Hey guys. I've finally completed a piece with a form and proper harmonic end goal that is met. The instrument is harpsichord and form binary(AA'BB'), but the music itself i wouldn't want to say was influenced by baroque music or attempts to be such. Just really like the harpsichord as an instrument and binary form is short and sweet and worked well for my goals. The feel and style of the piece i'd have to say were most influenced by Beethoven, as he is who i was listening to in between writing it and his music i've studied more than any other. Especially Beethoven's Opus 2 Movement IV which is the only seriously classical piano repertoire I've studied extensively(i'm learning to play at student recitals at the end of the semester).
I know some of the parts are probably a bit crazy to play on piano but i think in general the piece is of reasonable difficulty. If I get permission from the music director to practice and then play this piece on the school harpsichord I will probably end up changing it as i attempt to play it and it will better fit harpsichord as an instrument. Also, i am thinking about blowing it up to full out sonata form but that will be a very serious undertaking so i'm going to have to do a lot of studying first.
Well, tell me what you think. Constructive criticism is most definitely wanted and feel free to be as harsh as you feel.
Edit: ha, forgot the link.

__
https://soundcloud.com/john-calligan%2Fbinary-sonata-in-a-minor


----------



## Fried fifer (Dec 14, 2013)

Also i recognize it is quite silly.
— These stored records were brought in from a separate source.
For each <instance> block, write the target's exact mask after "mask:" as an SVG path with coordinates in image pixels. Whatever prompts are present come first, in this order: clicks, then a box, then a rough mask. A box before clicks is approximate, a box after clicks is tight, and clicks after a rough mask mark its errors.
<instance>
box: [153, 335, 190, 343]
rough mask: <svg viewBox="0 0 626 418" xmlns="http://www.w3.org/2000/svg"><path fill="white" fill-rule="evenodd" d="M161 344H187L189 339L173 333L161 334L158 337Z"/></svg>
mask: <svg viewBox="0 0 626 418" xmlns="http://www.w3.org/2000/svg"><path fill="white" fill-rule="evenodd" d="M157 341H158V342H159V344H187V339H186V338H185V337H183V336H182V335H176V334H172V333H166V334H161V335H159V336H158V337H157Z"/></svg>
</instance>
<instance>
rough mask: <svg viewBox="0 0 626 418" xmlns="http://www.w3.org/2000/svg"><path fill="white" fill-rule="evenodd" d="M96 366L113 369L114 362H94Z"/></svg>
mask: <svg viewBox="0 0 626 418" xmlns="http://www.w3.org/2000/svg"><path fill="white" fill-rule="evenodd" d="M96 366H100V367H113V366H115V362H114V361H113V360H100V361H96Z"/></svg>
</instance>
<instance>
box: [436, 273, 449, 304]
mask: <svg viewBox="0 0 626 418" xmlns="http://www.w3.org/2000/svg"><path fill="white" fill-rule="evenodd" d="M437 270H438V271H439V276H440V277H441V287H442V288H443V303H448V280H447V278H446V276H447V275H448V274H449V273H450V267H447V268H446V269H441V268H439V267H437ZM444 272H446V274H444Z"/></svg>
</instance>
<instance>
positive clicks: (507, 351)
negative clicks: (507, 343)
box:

But beyond that. I think i can fix it up.


----------



## Fried fifer (Dec 14, 2013)

__
https://soundcloud.com/john-calligan%2Fbinary-sonata-in-a-minor-r2
Okay PetrB brought up to things, which I had thought about, but, I guess, wasn't really worried about. 
A)Harpsichords don't have sustain pedals. I knew this and kept it in mind, but I double checked that all of the held parts in this piece are doable entirely with the left hand holding each note as it spells the rest of the chord. Basically arpeggio's, after double checking I can confirm that the held notes are never more than 5 at once and happen within an octave. So the sustained sound is completely playable on a real harpsichord.
B)The sound from the midi software I used was horrible. So I ran it through a free harpsichord vst I found online. He brought up a good point that I should share the freeware with the community so here is a link. Hopefully it will help anyone out there composing for harpsichord that doesn't have access to one. http://sonimusicae.free.fr/petititalien-en.html

So there is the link to the updated piece, I still plan on learning and playing it on the college harpsichord if I get the opportunity and will probably make a few changes then, but for now I changed a few small things.
Hope you enjoy, and if you do not. Feel free to tell me why and what you think. I know this isn't quite a work of art as its the first piece of music I've even ever completed.


----------